Aucun délit n'a été commis dans le cadre des programmes de surveillance de l'Agence de sécurité nationale américaine (NSA), a estimé vendredi un juge de Manhattan, qui a rejeté une plainte de l'Union américaine pour les libertés civiles (ACLU).

Rien ne prouve que les autorités aient utilisé les données collectées dans le cadre de ces programmes pour un autre motif que la lutte antiterroriste, a estimé le juge William Pauley.

« La question posée à la cour est de savoir si le programme de collecte massive de métadonnées téléphoniques est légal.

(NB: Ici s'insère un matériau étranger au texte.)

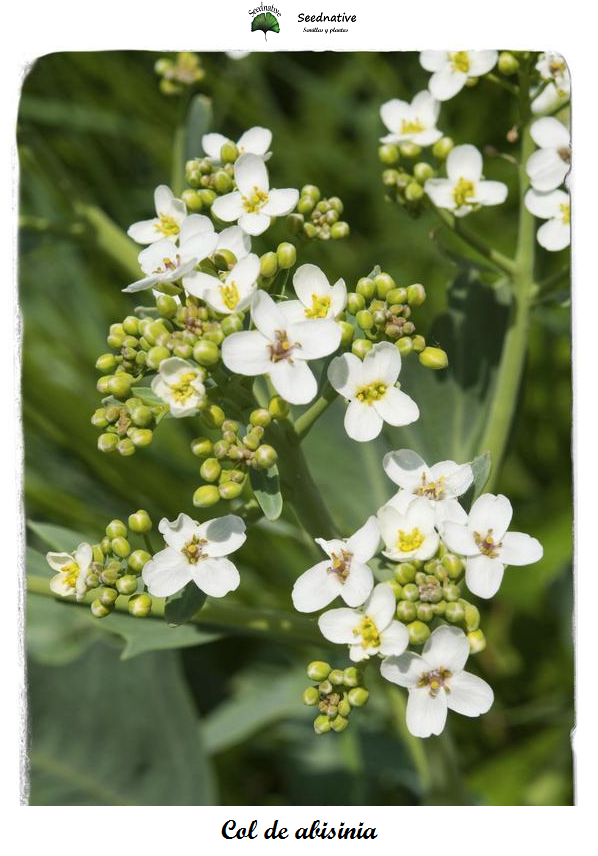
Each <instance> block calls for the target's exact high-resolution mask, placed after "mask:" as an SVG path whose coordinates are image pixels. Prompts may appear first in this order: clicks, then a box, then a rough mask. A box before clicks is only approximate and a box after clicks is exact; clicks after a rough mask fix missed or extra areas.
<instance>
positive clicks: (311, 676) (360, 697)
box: [303, 660, 370, 734]
mask: <svg viewBox="0 0 598 856" xmlns="http://www.w3.org/2000/svg"><path fill="white" fill-rule="evenodd" d="M307 677H308V678H309V679H310V680H311V681H315V682H316V685H315V686H313V685H312V686H309V687H307V689H306V690H305V691H304V693H303V703H304V704H306V705H309V706H311V707H317V708H318V711H319V715H318V716H316V718H315V719H314V731H315V732H316V734H327V733H328V732H329V731H336V732H340V731H344V730H345V728H346V727H347V726H348V725H349V716H350V714H351V711H352V709H353V708H354V707H363V706H364V704H366V703H367V701H368V698H369V695H370V694H369V691H368V690H367V689H366V688H365V686H364V685H363V674H362V672H361V671H360V670H359V669H358V668H357V667H356V666H349V667H348V668H346V669H333V668H332V666H330V665H329V663H324V662H322V661H320V660H315V661H314V662H313V663H310V664H309V665H308V667H307Z"/></svg>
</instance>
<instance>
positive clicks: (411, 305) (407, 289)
mask: <svg viewBox="0 0 598 856" xmlns="http://www.w3.org/2000/svg"><path fill="white" fill-rule="evenodd" d="M425 299H426V289H425V288H424V287H423V285H420V284H419V282H417V283H415V284H414V285H410V286H408V288H407V302H408V303H409V306H421V305H422V303H424V302H425Z"/></svg>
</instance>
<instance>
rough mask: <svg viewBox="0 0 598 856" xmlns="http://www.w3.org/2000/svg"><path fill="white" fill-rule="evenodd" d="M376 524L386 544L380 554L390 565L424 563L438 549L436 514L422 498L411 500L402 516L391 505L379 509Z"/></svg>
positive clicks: (437, 533) (432, 508)
mask: <svg viewBox="0 0 598 856" xmlns="http://www.w3.org/2000/svg"><path fill="white" fill-rule="evenodd" d="M378 525H379V526H380V534H381V535H382V540H383V541H384V544H385V545H386V549H385V550H383V551H382V552H383V554H384V555H385V556H388V558H389V559H392V561H393V562H409V561H411V560H412V559H415V560H416V561H421V562H426V561H427V560H428V559H431V558H432V556H433V555H434V554H435V553H436V551H437V550H438V544H439V543H440V539H439V537H438V533H437V532H436V529H435V525H436V515H435V513H434V509H433V508H432V506H431V505H430V503H429V502H428V500H427V499H425V498H424V497H423V496H420V497H416V498H415V499H412V500H411V502H410V503H409V505H408V506H407V508H406V509H405V511H404V512H403V513H401V512H399V511H397V509H396V508H394V507H393V506H392V505H384V506H382V508H381V509H380V510H379V511H378Z"/></svg>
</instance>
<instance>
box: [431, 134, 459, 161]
mask: <svg viewBox="0 0 598 856" xmlns="http://www.w3.org/2000/svg"><path fill="white" fill-rule="evenodd" d="M454 147H455V142H454V140H451V138H450V137H442V138H441V139H440V140H437V142H435V143H434V145H433V146H432V154H433V155H434V157H435V158H438V160H444V159H445V158H447V157H448V156H449V154H450V153H451V151H452V150H453V148H454Z"/></svg>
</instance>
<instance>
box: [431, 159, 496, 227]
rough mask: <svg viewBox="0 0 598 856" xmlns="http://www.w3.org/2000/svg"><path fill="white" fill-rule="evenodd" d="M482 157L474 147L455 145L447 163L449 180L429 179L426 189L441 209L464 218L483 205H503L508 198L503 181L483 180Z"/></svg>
mask: <svg viewBox="0 0 598 856" xmlns="http://www.w3.org/2000/svg"><path fill="white" fill-rule="evenodd" d="M482 168H483V161H482V155H481V154H480V152H479V151H478V150H477V149H476V147H475V146H471V145H469V144H466V145H464V146H455V148H454V149H453V150H452V151H451V152H450V154H449V156H448V158H447V160H446V172H447V175H448V178H429V179H428V180H427V181H426V183H425V185H424V190H425V191H426V193H427V194H428V196H429V197H430V199H431V200H432V202H433V203H434V205H436V206H437V207H438V208H448V209H449V210H450V211H452V212H453V213H454V214H455V216H456V217H464V216H465V215H466V214H469V213H470V211H473V210H474V209H475V208H478V207H479V206H480V205H500V204H501V203H502V202H504V201H505V199H506V198H507V185H506V184H503V183H502V181H484V180H483V176H482Z"/></svg>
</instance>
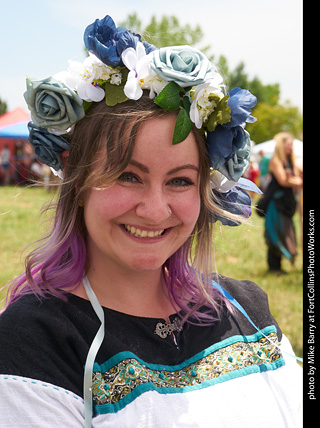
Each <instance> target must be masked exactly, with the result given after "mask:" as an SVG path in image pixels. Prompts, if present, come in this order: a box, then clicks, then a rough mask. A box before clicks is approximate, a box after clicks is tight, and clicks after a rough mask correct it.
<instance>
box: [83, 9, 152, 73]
mask: <svg viewBox="0 0 320 428" xmlns="http://www.w3.org/2000/svg"><path fill="white" fill-rule="evenodd" d="M138 42H141V36H140V35H139V34H134V33H132V32H131V31H130V30H128V29H127V28H125V27H116V25H115V23H114V21H113V19H112V18H111V16H109V15H107V16H105V17H104V18H103V19H101V20H99V19H96V20H95V22H94V23H92V24H90V25H88V27H87V28H86V29H85V32H84V44H85V46H86V48H87V49H88V51H90V52H93V54H94V55H95V56H96V57H98V58H99V59H100V60H101V61H102V62H103V63H104V64H106V65H110V66H112V67H118V66H120V67H124V64H123V62H122V60H121V54H122V52H123V51H124V50H125V49H127V48H130V47H131V48H134V49H135V48H136V46H137V43H138ZM142 44H143V45H144V47H145V50H146V53H147V54H148V53H150V52H152V51H153V50H155V49H156V48H155V47H154V46H152V45H150V44H149V43H147V42H142Z"/></svg>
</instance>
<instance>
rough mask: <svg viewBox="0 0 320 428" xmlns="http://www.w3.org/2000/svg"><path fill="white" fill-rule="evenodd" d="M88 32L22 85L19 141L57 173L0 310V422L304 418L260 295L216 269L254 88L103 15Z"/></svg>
mask: <svg viewBox="0 0 320 428" xmlns="http://www.w3.org/2000/svg"><path fill="white" fill-rule="evenodd" d="M85 43H86V46H87V48H88V50H90V51H93V53H92V52H91V54H90V56H89V57H88V59H86V60H85V62H84V66H82V65H81V64H80V65H79V64H71V69H69V72H68V73H67V74H65V73H64V74H60V75H59V76H55V78H48V79H45V80H44V81H28V83H27V85H28V86H27V88H28V90H27V92H26V94H25V98H26V99H27V101H28V104H29V108H30V110H31V114H32V120H33V122H32V123H31V124H30V141H31V143H32V144H33V146H34V148H35V152H36V153H37V155H38V156H39V157H40V159H42V161H43V162H45V163H46V164H48V165H50V166H51V167H52V168H53V169H54V170H55V171H57V172H58V174H59V175H60V176H61V177H62V179H63V181H62V185H61V190H60V195H59V199H58V203H57V206H56V211H55V218H54V224H53V227H52V231H51V233H50V234H49V236H48V238H47V239H46V240H44V243H43V244H42V245H41V246H40V247H39V248H38V249H36V250H35V251H34V252H33V253H31V254H30V255H29V257H28V259H27V263H26V272H25V273H24V274H23V275H21V276H20V277H19V278H18V279H16V280H15V281H13V283H12V284H11V288H10V293H9V297H8V301H7V305H6V309H5V311H4V312H3V314H2V316H1V317H0V334H1V345H2V346H1V347H0V362H1V363H0V364H1V372H2V373H3V375H1V377H0V388H1V394H0V397H1V398H0V408H1V410H3V411H2V413H1V414H2V417H1V420H0V426H5V427H12V426H21V425H22V424H24V423H27V424H28V426H38V425H40V426H46V427H51V426H52V427H53V426H68V427H69V426H72V427H81V426H86V427H90V426H94V427H100V426H104V427H107V426H110V427H111V426H112V427H113V426H119V427H132V426H138V427H139V428H140V427H153V428H155V427H173V426H175V427H187V426H192V427H210V426H215V427H234V426H235V425H236V426H238V427H240V426H245V427H251V426H252V427H253V426H256V425H257V421H258V420H259V426H265V427H270V426H271V425H272V426H274V427H284V426H300V420H301V415H300V411H301V404H300V398H299V395H300V391H301V388H300V368H299V366H298V365H297V364H296V362H295V361H294V358H292V356H287V352H288V353H289V354H292V349H291V347H290V344H289V342H288V340H287V339H286V338H285V336H284V335H283V334H282V332H281V330H280V328H279V326H278V325H277V323H276V321H275V320H274V319H273V317H272V315H271V314H270V311H269V309H268V303H267V297H266V295H265V293H264V292H263V291H262V290H261V289H260V288H259V287H257V286H256V285H255V284H253V283H252V282H250V281H242V282H240V281H236V280H232V279H229V278H225V277H223V276H219V275H215V274H212V272H213V267H212V265H213V261H212V257H211V256H212V236H213V223H214V222H215V221H217V220H220V221H221V222H222V223H223V224H228V225H231V226H235V225H238V224H239V223H240V221H241V219H243V218H246V217H248V216H249V215H250V201H249V199H248V196H247V194H246V193H245V191H243V190H242V189H241V188H243V187H244V188H247V189H249V190H252V189H253V188H254V186H253V185H252V184H250V183H248V182H247V181H246V180H244V179H241V178H240V177H241V175H242V173H243V172H244V170H245V169H246V168H247V166H248V164H249V156H250V151H249V150H248V148H250V138H249V135H248V133H246V131H244V129H243V126H244V123H245V122H246V121H249V122H250V121H251V122H252V121H254V118H252V116H251V108H252V107H253V105H254V104H255V97H253V96H252V95H251V94H250V93H249V92H248V91H244V90H241V89H239V88H237V89H235V90H232V91H230V92H229V94H227V95H225V94H224V92H223V86H222V80H221V76H220V75H219V74H218V73H217V72H216V71H215V69H214V67H213V66H212V65H211V64H210V63H209V61H208V60H207V59H206V58H205V56H204V55H203V54H202V53H201V52H199V51H197V50H195V49H192V48H190V47H186V46H185V47H170V48H165V49H164V50H160V51H159V50H157V49H155V48H154V47H152V46H150V45H148V44H146V43H145V44H142V43H141V41H140V36H137V35H134V34H133V33H131V32H130V31H128V30H126V29H123V28H122V27H119V28H116V26H115V25H114V22H113V21H112V19H111V18H110V17H109V16H107V17H105V18H104V19H103V20H101V21H99V20H97V21H96V22H95V23H94V24H92V25H90V26H89V27H88V28H87V29H86V31H85ZM98 58H99V59H98ZM75 70H76V71H75ZM83 70H85V72H84V71H83ZM58 78H59V79H60V80H58ZM63 79H64V80H63ZM66 81H68V85H67V84H66V83H65V82H66ZM101 91H102V92H101ZM80 95H81V97H82V98H81V97H80ZM50 131H51V132H50ZM52 131H54V133H52ZM57 134H60V135H57ZM173 143H174V144H173ZM252 302H255V303H254V305H253V304H252ZM280 343H281V344H280ZM17 403H18V404H17ZM8 409H12V411H11V412H10V411H9V412H8ZM13 410H14V411H13ZM262 413H263V418H261V414H262ZM26 421H27V422H26Z"/></svg>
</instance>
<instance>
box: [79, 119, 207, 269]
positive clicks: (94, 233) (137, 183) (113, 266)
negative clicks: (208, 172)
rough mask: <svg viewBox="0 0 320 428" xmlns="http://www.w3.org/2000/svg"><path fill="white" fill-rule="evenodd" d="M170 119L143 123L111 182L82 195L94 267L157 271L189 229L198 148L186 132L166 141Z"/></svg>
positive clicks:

La cour estime qu'il l'est », écrit encore le juge.

Bien qu'ils aient porté sur la quasi-totalité des appels téléphoniques passés vers ou depuis les États-Unis, leur conformité au quatrième amendement de la Constitution relève « en fin de compte d'une question de bon sens », a-t-il estimé.

L'ACLU espérait que la justice fasse « effacer toutes les données collectées. » L'Union s'est dite « très déçue » de la décision. Un de ses experts, Jameel Jaffer, estime que cette décision « minimise les implications qu'a la surveillance du gouvernement sur la vie privée. »

Par ailleurs, le ministère de la Justice s'est dit « content » du jugement.

La décision du juge Pauley est à l'opposé de celle rendue le 16 décembre par le juge fédéral Richard Leon. Le magistrat estimait, dans une injonction préliminaire, que le programme de l'agence constituait une « atteinte à la vie privée » et qu'il était « probablement illégal ». Il allait même jusqu'à qualifier la technologie qui régit le programme de surveillance de « quasi-orwellienne ».

Le juge Leon avait aussi décidé de renvoyer le dossier vers une cour d'appel qui se prononcerait sur le fond.